SSが減少しても、ガソリンの場合は、不便ではあっても車を使い遠くまで給油に行くことができるが、灯油の場合は、高齢者となると配達に頼っているため、SS(石油販売業者)が減少することで安定供給が確保されないことになる。この過疎地問題は、すでに数年前から灯油懇談会等で消費者から指摘されていた。
SSはピーク時の6万ヵ所から4万ヵ所に減少しており、今後も減少することは確実である。さらに消防法の改正で、古いSSのタンクは高額な経費をかけての補強が必要となるため、これを機にSSの減少に拍車がかかることは必至である。
SSの減少は、自由化を機に価格競争が展開され、マージンの低下から赤字となり撤退、倒産が増加。現在も年間で2000カ所程度が減少している。さらにSSの減少に拍車をかけているのが、セルフSSの増加とガソリン需要の減少である。セルフSSは8000ヵ所を超えており、増加のテンポは緩やかになっているものの、1万ヵ所に達しそうである。セルフの増加はフルサービスSSの減少に拍車をかけることになる。その結果、SSは、今後も減少を続け、3万ヵ所は減少するとの見方もある。
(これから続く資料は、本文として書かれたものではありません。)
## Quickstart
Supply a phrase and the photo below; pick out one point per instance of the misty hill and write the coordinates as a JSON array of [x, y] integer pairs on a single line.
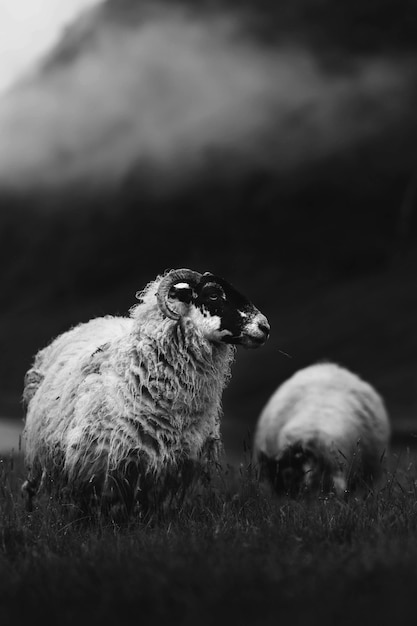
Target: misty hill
[[155, 136]]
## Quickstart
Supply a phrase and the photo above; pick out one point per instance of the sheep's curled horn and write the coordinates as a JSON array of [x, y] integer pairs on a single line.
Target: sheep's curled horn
[[175, 276]]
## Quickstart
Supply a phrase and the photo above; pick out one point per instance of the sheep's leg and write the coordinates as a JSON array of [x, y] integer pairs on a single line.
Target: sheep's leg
[[340, 484], [31, 487]]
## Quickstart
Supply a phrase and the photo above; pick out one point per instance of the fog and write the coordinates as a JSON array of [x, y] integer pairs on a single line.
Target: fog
[[167, 90]]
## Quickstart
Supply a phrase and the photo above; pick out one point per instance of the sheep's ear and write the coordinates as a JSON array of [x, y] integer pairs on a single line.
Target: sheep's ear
[[182, 292]]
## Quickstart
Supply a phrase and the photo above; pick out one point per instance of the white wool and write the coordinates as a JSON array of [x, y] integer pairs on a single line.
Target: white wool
[[142, 389], [331, 412]]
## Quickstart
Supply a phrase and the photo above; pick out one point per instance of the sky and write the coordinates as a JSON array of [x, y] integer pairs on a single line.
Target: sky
[[28, 29]]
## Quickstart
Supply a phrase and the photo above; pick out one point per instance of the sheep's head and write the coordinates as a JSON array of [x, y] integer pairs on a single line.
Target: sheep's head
[[220, 312]]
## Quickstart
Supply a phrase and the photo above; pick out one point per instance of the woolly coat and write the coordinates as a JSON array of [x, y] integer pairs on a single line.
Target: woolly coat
[[114, 391], [331, 413]]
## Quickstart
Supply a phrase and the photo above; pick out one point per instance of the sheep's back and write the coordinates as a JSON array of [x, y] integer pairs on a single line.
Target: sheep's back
[[60, 370], [324, 403]]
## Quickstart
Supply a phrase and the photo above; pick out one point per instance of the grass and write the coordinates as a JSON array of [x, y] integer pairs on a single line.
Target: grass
[[231, 553]]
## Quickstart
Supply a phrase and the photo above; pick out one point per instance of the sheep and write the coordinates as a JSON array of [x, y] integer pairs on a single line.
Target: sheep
[[118, 404], [324, 428]]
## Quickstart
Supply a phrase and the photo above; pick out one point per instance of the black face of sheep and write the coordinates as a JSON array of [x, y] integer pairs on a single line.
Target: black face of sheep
[[215, 306]]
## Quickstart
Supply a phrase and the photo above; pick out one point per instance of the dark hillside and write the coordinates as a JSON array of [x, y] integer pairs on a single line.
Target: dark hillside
[[295, 188]]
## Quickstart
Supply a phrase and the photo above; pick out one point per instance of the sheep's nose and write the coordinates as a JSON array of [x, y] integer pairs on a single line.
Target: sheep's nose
[[264, 327]]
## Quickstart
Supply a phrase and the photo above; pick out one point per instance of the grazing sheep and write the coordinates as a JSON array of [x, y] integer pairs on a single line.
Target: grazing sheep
[[119, 404], [324, 428]]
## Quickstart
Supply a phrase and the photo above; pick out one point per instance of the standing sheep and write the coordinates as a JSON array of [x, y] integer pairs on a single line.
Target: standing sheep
[[116, 404], [324, 428]]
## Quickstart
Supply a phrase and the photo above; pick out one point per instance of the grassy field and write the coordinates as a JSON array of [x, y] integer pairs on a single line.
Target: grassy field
[[230, 554]]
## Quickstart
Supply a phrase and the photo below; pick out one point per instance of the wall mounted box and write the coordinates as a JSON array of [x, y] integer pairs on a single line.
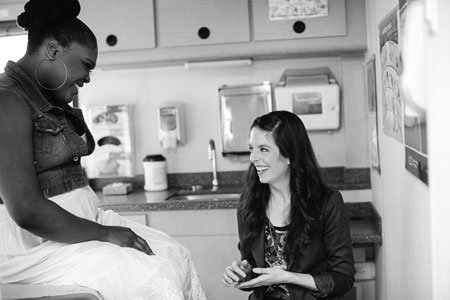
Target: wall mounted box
[[332, 25], [239, 106], [120, 25], [201, 22], [10, 11], [312, 94]]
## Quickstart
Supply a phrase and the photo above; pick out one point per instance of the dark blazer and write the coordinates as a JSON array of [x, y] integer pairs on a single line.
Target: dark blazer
[[328, 256]]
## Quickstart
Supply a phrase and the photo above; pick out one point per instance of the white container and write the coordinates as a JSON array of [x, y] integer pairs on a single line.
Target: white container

元売もSSが多いとして、不採算SSの早期撤退を促し、それに代わりセルフSSの増加でシェアの拡大を狙っている。
また、原油価格急騰を機にガソリン価格が高騰したが、離島ではガソリンが大幅な割高どなり価格問題が発生した。この離島問題は、輸送費などコスト増が問題となるためで、コスト軽減を狙って共同輪槽所の建設に国が補助することで対応している。離島問題は、販売価格が他の地域に比べて高値という固有の問題であり、コストを削減することで助成策を講じることになった。価格面では、高値分を国か地方自治体が負担することは難しい。
過疎地対策は、民間企業では採算が乗らずSS経営者が撤退しているため、誰が肩代わりするかにかかっている。市村町がSSを運営するのか、補助金を出して民間業者に運営を委託する、などの案が考えられる。
石油業界の対応は、規制時代には「低廉かつ安定供給」を旗印にして石油製品の販売に取り組んできたが、自由化を機に、不採算な地域では商売をせずに、採算を優先する商法に転換しており、時代の流れを元に戻すことはできない。効率を追求して大量販売が主流となっている現在の商法であれば、過疎地問題が提起されても販売業者が協力する余裕はないのが実情である。